The components of the system 900 are the same as those in the
system 100 of FIG. 1, but the arrangement of the system 100 is such
that each component communicates through a network interface 910.
Such an implementation may be appropriate for distributed computing
over multiple communication systems including wireless
communication system that may share access to a common network
resource, such as "cloud computing" paradigms.
[0120] FIG. 10 is a block diagram of a computing device, such as
any of the components of system 100 of FIG. 1 or system 900 of FIG.
9 for performing processes described with reference to FIGS. 1-10.
Each of the components of system 100, including the SRP engine 110,
the network modeling engine 112, the network scoring engine 114,
the aggregation engine 116 and one or more of the databases
including the outcomes database, the perturbations database, and
the literature database may be implemented on one or more computing
devices 1000. In certain aspects, a plurality of the
above-components and databases may be included within one computing
device 1000. In certain implementations, a component and a database
may be implemented across several computing devices 1000.
[0121] The computing device 1000 comprises at least one
communications interface unit, an input/output controller 1010,
system memory, and one or more data storage devices.
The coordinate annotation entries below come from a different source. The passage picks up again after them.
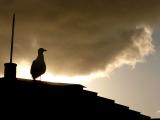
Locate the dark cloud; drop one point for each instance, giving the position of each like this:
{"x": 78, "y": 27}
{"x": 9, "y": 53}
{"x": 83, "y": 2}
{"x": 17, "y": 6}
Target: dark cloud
{"x": 81, "y": 36}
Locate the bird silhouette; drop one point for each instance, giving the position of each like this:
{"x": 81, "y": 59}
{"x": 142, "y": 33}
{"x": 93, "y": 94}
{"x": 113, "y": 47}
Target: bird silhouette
{"x": 38, "y": 66}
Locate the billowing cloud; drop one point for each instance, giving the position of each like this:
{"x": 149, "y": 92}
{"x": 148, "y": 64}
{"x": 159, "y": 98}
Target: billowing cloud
{"x": 81, "y": 36}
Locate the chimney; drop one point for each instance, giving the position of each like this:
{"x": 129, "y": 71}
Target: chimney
{"x": 10, "y": 71}
{"x": 10, "y": 68}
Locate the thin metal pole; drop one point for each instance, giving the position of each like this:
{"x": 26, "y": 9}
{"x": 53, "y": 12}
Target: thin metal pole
{"x": 12, "y": 38}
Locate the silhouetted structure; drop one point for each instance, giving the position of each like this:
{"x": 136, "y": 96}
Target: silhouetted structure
{"x": 22, "y": 98}
{"x": 38, "y": 66}
{"x": 71, "y": 101}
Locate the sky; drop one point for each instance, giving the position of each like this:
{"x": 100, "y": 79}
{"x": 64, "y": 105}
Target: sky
{"x": 110, "y": 46}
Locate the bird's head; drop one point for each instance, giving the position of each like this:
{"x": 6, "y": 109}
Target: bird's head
{"x": 41, "y": 50}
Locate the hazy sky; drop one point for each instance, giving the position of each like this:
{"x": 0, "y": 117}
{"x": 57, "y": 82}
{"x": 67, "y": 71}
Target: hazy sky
{"x": 98, "y": 38}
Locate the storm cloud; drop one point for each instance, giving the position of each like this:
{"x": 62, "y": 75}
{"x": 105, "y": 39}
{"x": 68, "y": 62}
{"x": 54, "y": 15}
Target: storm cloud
{"x": 81, "y": 36}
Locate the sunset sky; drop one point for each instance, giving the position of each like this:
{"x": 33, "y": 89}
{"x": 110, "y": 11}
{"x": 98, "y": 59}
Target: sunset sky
{"x": 110, "y": 46}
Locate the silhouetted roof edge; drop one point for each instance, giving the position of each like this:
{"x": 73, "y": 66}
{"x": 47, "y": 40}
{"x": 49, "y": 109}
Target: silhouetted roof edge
{"x": 45, "y": 83}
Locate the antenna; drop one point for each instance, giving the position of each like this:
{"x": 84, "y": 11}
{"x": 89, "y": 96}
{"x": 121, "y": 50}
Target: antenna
{"x": 12, "y": 38}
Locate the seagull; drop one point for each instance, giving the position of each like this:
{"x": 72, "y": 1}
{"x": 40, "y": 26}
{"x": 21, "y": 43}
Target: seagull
{"x": 38, "y": 66}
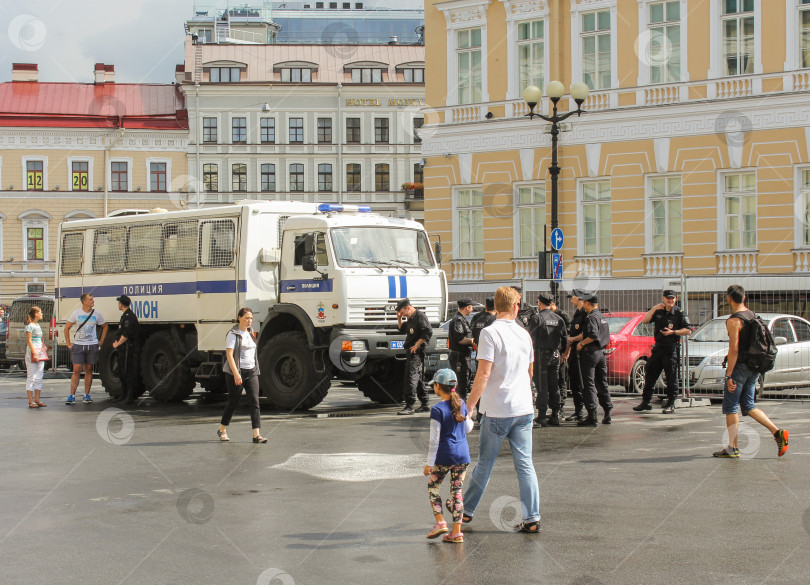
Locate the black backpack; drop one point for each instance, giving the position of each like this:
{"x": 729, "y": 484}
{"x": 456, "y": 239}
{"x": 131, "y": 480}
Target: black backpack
{"x": 757, "y": 348}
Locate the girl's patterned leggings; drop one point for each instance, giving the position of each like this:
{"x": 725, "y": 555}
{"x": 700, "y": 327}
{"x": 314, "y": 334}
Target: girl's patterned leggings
{"x": 456, "y": 483}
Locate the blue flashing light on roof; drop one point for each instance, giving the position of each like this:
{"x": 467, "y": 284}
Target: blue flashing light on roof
{"x": 338, "y": 208}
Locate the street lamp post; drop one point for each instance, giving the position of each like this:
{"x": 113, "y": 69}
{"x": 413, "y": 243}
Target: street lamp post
{"x": 555, "y": 90}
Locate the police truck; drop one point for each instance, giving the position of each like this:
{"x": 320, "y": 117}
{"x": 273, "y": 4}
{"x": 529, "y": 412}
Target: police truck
{"x": 322, "y": 280}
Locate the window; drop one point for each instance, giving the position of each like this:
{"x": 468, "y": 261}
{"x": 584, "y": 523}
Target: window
{"x": 531, "y": 54}
{"x": 665, "y": 42}
{"x": 217, "y": 241}
{"x": 418, "y": 173}
{"x": 296, "y": 177}
{"x": 296, "y": 75}
{"x": 239, "y": 130}
{"x": 665, "y": 215}
{"x": 470, "y": 220}
{"x": 72, "y": 253}
{"x": 157, "y": 177}
{"x": 381, "y": 177}
{"x": 324, "y": 177}
{"x": 80, "y": 175}
{"x": 325, "y": 130}
{"x": 109, "y": 249}
{"x": 119, "y": 175}
{"x": 296, "y": 130}
{"x": 414, "y": 75}
{"x": 353, "y": 130}
{"x": 417, "y": 124}
{"x": 468, "y": 53}
{"x": 740, "y": 211}
{"x": 531, "y": 216}
{"x": 353, "y": 177}
{"x": 268, "y": 177}
{"x": 381, "y": 130}
{"x": 267, "y": 126}
{"x": 209, "y": 129}
{"x": 35, "y": 175}
{"x": 224, "y": 74}
{"x": 738, "y": 37}
{"x": 596, "y": 217}
{"x": 210, "y": 177}
{"x": 179, "y": 245}
{"x": 804, "y": 33}
{"x": 804, "y": 193}
{"x": 239, "y": 177}
{"x": 366, "y": 75}
{"x": 35, "y": 243}
{"x": 143, "y": 247}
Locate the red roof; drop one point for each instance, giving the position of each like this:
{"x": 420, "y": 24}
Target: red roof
{"x": 80, "y": 105}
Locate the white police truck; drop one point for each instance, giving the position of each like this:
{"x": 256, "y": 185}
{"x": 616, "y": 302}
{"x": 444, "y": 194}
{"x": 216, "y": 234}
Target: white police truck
{"x": 322, "y": 280}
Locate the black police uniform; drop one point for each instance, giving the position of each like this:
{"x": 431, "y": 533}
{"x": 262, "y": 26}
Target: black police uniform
{"x": 129, "y": 356}
{"x": 664, "y": 355}
{"x": 550, "y": 337}
{"x": 594, "y": 365}
{"x": 460, "y": 354}
{"x": 574, "y": 371}
{"x": 479, "y": 322}
{"x": 415, "y": 328}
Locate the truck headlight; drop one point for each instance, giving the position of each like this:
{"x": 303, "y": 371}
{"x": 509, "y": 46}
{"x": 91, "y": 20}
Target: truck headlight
{"x": 357, "y": 345}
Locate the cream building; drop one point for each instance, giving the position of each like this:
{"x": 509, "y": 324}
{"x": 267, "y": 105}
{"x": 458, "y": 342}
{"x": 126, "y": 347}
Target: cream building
{"x": 692, "y": 157}
{"x": 74, "y": 150}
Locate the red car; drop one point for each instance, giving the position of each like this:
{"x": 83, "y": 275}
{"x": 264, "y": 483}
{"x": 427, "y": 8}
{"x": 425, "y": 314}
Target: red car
{"x": 630, "y": 346}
The system
memory includes at least one random access memory (RAM 1002) and at
least one read-only memory (ROM 1004). All of these elements are in
communication with a central processing unit (CPU 1006) to
facilitate the operation of the computing device 1000. The
computing device 1000 may be configured in many different ways. For
example, the computing device 1000 may be a conventional standalone
computer or alternatively, the functions of computing device 1000
may be distributed across multiple computer systems and
architectures. The computing device 1000 may be configured to
perform some or all of modeling, scoring and aggregating
operations. In FIG. 10, the computing device 1000 is linked, via
network or local network, to other servers or systems.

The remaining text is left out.